Review for NeurIPS paper: A Catalyst Framework for Minimax Optimization

NeurIPS 2020

A Catalyst Framework for Minimax Optimization

Review 1

Summary and Contributions: ****** After rebuttal ********************************** I am mostly satisfied by the answers of the authors, and wish to keep my score unchanged. In particular, would we allow a clear round of revisions, I would insist on adding: - at least a few numerical comparisons with smoothing techniques (which, imho, should be somehow presented, at least in appendix). - Complete comparisons/discussions of the results in terms of dependence on the diameters. - Cost of checking the stopping criterion for the stochastic case, for which implementation details matter (e.g., for SAGA). Therefore, the method is not totally generic and require at least a bit of thoughts about this (as an extreme case: paying n gradient evaluations per iteration would clearly not be acceptable). Beyond that, I wish to thank the authors for their answers! ******************************************************** The paper presents a "Catalyst" framework for strongly convex-concave minimax optimization, together with nearly optimal performance guarantees for this class of problems. In other words, the authors present an accelerated inexact proximal point method whose subproblems can be solved efficiently by any method that converge linearly on strongly convex-strongly concave problems. The main contribution is threefold: - improved worst-case complexity bounds for the class of strongly convex-concave problems - simplified ("two-loop") algorithm for doing it - using the strategy for developing a algorithm for nonconvex-concave minimax optimization.

Strengths: As far as I see, the contributions indeed seem new. - Theory seems OK (up to the typos) - The theory has the same flaws (e.g., "optimality up to the logarithmic factor") as similar works for optimization without saddle points, and therefore I believe (i) it can only slightly be improved, and (ii) it is more than reasonable to accept/trust. In addition, there is apparently no algorithm reaching the lower bound for this setting, making the results even nicer. - I believe the current interest for saddle point problems in ML makes such papers relevant for the community.

Weaknesses: On the other hand: - I believe more details should be provided for some parts of the proofs, at least in the appendix. I found a few typos, and therefore cannot exclude typos in the results themselves. - The approach critically requires knowledge of some of the problem's parameters (strong convexity, smoothness); I believe this should be discussed. - I believe some of the claims by the author(s) could be toned down (see detailed comments below). - The results themselves are probably not very surprising, nor very challenging, given the background results; although the idea is nice!

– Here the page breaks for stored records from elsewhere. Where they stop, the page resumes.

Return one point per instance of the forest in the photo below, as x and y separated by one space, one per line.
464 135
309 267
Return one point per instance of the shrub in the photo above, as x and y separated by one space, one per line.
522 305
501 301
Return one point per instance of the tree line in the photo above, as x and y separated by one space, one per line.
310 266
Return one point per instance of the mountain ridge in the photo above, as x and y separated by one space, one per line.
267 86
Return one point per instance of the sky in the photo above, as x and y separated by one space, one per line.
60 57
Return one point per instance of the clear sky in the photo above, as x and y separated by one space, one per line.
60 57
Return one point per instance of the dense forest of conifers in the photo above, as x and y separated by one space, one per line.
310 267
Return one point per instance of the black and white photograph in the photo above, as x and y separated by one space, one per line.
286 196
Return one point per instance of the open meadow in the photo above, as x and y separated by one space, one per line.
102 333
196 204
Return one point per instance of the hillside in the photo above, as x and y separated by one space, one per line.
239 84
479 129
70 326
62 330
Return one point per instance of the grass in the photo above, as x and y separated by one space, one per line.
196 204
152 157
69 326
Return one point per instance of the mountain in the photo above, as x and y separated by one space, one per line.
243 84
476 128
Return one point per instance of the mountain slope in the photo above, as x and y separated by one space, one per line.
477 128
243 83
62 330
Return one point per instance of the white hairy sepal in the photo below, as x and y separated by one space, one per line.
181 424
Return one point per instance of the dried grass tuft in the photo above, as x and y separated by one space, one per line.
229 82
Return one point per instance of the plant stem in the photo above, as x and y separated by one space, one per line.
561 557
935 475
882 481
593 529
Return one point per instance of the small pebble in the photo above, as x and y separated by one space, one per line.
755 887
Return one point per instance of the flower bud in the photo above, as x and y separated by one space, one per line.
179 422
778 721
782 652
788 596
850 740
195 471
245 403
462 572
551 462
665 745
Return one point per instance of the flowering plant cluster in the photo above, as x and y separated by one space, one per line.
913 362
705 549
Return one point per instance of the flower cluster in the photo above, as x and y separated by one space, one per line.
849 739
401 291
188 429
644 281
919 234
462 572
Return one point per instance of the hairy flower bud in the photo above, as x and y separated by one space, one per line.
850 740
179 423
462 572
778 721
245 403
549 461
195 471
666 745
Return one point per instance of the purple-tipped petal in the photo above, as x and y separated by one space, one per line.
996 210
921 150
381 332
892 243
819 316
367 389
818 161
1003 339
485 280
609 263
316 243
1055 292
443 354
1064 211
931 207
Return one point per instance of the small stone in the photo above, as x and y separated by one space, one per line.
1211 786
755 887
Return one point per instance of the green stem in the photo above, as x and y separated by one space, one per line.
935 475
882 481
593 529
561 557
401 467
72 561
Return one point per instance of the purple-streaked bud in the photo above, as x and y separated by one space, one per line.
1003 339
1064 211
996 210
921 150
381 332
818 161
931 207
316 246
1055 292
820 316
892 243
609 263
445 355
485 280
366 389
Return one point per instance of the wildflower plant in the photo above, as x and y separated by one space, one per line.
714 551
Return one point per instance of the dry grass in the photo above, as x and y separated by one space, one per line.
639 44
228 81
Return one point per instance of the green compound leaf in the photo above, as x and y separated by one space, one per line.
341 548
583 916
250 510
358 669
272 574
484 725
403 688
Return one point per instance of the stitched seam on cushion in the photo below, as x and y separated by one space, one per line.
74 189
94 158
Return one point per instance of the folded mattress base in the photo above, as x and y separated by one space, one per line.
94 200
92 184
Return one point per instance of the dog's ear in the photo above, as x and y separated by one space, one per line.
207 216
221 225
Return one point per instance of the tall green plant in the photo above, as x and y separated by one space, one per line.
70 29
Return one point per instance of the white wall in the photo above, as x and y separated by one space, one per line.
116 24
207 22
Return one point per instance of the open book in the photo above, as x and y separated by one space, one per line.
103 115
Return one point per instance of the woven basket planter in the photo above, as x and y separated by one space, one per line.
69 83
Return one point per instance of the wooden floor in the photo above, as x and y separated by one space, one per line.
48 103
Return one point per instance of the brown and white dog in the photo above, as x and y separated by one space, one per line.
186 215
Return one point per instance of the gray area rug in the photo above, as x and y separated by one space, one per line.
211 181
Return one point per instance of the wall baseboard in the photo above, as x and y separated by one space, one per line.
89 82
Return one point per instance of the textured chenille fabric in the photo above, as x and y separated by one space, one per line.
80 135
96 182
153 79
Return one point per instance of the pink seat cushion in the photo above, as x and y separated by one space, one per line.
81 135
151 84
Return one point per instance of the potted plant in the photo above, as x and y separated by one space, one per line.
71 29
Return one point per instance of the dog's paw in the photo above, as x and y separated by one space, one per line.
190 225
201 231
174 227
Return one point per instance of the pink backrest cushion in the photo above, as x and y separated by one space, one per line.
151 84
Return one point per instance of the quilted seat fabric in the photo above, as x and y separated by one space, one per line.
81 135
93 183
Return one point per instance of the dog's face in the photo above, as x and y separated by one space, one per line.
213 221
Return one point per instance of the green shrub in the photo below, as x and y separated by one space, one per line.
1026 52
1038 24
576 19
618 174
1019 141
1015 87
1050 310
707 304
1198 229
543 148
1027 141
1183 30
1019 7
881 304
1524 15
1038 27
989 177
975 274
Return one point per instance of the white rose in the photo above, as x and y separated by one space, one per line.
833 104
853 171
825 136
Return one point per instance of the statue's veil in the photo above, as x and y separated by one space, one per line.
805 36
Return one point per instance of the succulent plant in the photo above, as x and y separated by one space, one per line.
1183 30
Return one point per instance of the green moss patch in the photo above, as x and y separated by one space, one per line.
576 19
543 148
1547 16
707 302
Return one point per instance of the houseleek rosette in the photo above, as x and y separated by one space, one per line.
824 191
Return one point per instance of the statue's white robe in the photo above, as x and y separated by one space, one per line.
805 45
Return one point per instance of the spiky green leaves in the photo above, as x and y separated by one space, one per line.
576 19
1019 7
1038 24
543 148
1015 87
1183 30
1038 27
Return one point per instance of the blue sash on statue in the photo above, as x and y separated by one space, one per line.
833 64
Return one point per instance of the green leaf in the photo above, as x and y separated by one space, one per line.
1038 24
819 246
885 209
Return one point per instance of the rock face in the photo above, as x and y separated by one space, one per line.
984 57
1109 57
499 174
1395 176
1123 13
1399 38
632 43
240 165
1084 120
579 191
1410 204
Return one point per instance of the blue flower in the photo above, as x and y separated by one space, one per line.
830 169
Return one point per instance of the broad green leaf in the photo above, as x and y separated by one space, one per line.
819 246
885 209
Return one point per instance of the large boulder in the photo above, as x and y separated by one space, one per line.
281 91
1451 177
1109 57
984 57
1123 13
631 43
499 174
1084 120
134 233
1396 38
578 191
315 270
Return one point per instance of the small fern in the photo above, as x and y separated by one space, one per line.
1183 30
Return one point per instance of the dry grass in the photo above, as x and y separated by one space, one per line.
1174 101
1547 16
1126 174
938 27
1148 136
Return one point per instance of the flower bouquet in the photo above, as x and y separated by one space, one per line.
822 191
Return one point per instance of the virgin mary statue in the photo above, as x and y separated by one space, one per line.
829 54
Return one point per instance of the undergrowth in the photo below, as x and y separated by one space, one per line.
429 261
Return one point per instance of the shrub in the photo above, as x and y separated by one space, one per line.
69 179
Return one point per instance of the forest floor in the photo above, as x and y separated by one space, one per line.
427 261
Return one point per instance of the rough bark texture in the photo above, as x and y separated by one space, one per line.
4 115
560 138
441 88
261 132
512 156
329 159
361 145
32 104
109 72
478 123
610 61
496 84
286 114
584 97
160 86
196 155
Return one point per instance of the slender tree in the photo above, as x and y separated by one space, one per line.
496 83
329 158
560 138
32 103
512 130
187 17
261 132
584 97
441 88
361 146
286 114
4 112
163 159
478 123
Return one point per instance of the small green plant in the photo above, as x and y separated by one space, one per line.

Correctness: I believe the theoretical claims are correct. However, comparisons with previous methods (in fact, only DIAG) are only presented in appendix: - I believe this should be presented in the core of the paper. - Do the authors see any way to compare to other methods, such as Minimax-APPA and smoothing? It would be fair to do it, although probably difficult due to the fact they require knowing the desired accuracy. However, for given access to the accuracy level (and some other problem parameters, such as distance to the solution), the comparison could be made.

Clarity: - The paper is nicely structured and mostly easy to read. - I would appreciate a revision of the appendix, where details are missing (although there is enough place for providing them).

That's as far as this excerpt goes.